# need suggestion



## ukv1234 (Nov 13, 2009)

Hii im an IT professional having an exp of 5.5 yrs. Im planning to move(work) to Singapore.

Can someone post the websites where i can post my resume...?

also can share is it a gud idea?

pls suggest

Thanks,


----------



## D^Quixote (Nov 25, 2009)

Hi ukv1234,

Here are the more popular sites, jobsdb and jobstreet

Actually, why don't you try sending your resume to a few recruiting firms? With the economy here on the upswing, especially with the intergrated resorts (governmentspeak for casino) just opening up, many firms are conducting recruitment exercises.

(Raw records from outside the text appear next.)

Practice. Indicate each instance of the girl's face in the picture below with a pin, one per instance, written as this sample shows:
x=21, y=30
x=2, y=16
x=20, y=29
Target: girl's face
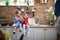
x=26, y=15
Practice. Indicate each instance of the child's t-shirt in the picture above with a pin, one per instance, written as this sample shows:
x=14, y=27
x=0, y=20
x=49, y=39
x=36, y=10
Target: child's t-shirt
x=15, y=21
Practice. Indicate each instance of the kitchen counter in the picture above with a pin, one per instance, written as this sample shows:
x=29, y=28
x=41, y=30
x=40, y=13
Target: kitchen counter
x=31, y=26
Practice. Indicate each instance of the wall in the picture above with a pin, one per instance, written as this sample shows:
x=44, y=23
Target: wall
x=40, y=10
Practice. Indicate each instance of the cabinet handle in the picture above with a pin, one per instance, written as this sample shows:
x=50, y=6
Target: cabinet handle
x=45, y=29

The government's also quite liberal with its immigration policies... well, for now at least. 

Sorry, I'm not at all familiar with the IT industry, so I don't think I can help you out in terms of expected salary, working hours, benefits and stuff like that. Whether it's a good idea or not depends on what your expectations are, I suppose. I've written a few replies and given some links on costs of living, housing etc, so you might want to check out some of the other posts. Let me know if there's anything else you'd like to know though, and I'll see if I can point you in the right direction. Good luck!


----------



## simonlim (Feb 27, 2010)

the above is best, also mocca . com


----------